LCI : On vous a vu sortir sur blessure, comment allez-vous ?

Bacary Sagna : (il souffle, accablé) En fait, avant le penalty, j’accélère et je pense que je me suis déchiré un petit peu. Sur la balle en profondeur juste avant… Je ne sais pas si c’est un claquage, je vais passer des examens demain (ce samedi). J’ai senti le tissu se déchirer derrière ma cuisse.

LCI : Et vous arrivez à jouer encore vingt minutes après ça ?

Bacary Sagna : Il m’était arrivé la même chose en début de saison et j’avais pu terminer le match. J’avais joué pratiquement une heure avec cette douleur. Mais bon, c’est ce qui fait que ma blessure avait été plus longue à cicatriser, et c’est pour ça que j’ai manqué le précédent rassemblement de l’équipe de France. Sur le coup, je ne pensais pas que c’était si grave. Aujourd’hui, je pensais pouvoir faire la même chose. Je ne voulais pas abandonner l’équipe. Avant mon centre pour le but de Kevin (Gameiro), j’ai senti que ça tirait encore un petit peu plus. C’est là que j’ai compris.

LCI : Pouvez-vous nous raconter ce qu’il se passe sur le penalty ?

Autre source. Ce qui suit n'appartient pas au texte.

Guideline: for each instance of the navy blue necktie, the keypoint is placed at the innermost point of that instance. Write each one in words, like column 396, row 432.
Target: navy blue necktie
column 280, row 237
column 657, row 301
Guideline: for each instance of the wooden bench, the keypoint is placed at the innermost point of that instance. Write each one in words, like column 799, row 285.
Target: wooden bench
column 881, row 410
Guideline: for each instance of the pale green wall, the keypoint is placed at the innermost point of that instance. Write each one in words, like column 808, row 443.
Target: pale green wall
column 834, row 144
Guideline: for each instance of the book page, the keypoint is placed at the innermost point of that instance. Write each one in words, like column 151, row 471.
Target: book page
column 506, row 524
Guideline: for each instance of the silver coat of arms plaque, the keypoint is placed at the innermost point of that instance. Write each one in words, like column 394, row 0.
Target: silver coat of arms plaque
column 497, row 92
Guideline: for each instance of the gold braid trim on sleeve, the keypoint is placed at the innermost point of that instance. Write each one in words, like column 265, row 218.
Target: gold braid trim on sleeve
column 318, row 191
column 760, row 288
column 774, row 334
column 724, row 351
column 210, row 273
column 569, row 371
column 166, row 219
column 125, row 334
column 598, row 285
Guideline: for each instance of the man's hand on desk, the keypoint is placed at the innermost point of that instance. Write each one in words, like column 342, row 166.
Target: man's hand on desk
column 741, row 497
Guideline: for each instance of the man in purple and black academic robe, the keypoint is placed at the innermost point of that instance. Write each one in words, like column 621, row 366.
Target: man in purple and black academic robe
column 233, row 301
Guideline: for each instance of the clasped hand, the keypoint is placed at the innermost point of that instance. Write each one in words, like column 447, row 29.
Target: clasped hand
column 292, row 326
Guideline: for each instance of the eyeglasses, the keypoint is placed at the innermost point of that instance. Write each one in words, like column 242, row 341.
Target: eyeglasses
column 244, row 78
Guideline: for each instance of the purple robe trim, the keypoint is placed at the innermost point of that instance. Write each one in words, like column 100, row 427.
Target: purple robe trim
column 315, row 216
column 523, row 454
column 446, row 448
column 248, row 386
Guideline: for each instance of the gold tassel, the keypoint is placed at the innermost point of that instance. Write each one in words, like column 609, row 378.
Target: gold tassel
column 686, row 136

Bacary Sagna : Le ballon arrive dans la profondeur (donc dans son dos, ndlr). J’accélère et je sens une déchirure. Ensuite, il fait un crochet, suivi d’un deuxième. Sur le deuxième, j’arrive à prendre l’avantage mais je n’arrive pas à pousser. J’ai manqué de jus. J’avais pratiquement le ballon… Après, je ne sais pas s’il y a faute ou non. Honnêtement, tout de suite, j’ai pensé à ma cuisse. J’ai pensé aussi au penalty, bien sûr, mais je savais que j’avais un problème.

LCI : Allez-vous rester avec le groupe ?

Bacary Sagna : Je ne sais pas. On verra après les examens.

LCI : Vous sortez quand même après avoir remis les Bleus dans le sens de la marche avec votre centre…

Bacary Sagna : Ouais mais, pfff ! (sourire dépité) De toute façon, il n’y a que du positif ce soir. Je ne veux pas penser à moi, même si je suis déçu. Parce que la dernière fois qu’on a joué au Stade de France, on a perdu, la finale. Aujourd’hui, c’était important de s’imposer, surtout avec la manière.

LCI : Vous avez signé votre troisième passe décisive en 2016, c’est fort, non ?

Bacary Sagna : On me reprochait de ne pas être décisif (rires) ! Vous savez, moi, je suis un perfectionniste. Après le penalty, même si je fais la passe derrière… J’aimerais être parfait. Ce n’est pas possible. Mais voilà, en plus de la blessure, il y a ce petit point négatif.

LCI : Retrouver le groupe, après avoir manqué la rentrée en septembre, ça vous a fait du bien ?

Bacary Sagna : Ouais, c’est un plaisir de rentrer en France. Voir les gens qu’on aime, voir l’engouement, le public, sentir la ferveur, ça fait énormément de bien. Et puis on a un groupe sain, qui vit très bien. Je suis content de voir que ça n’a pas changé après l’Euro.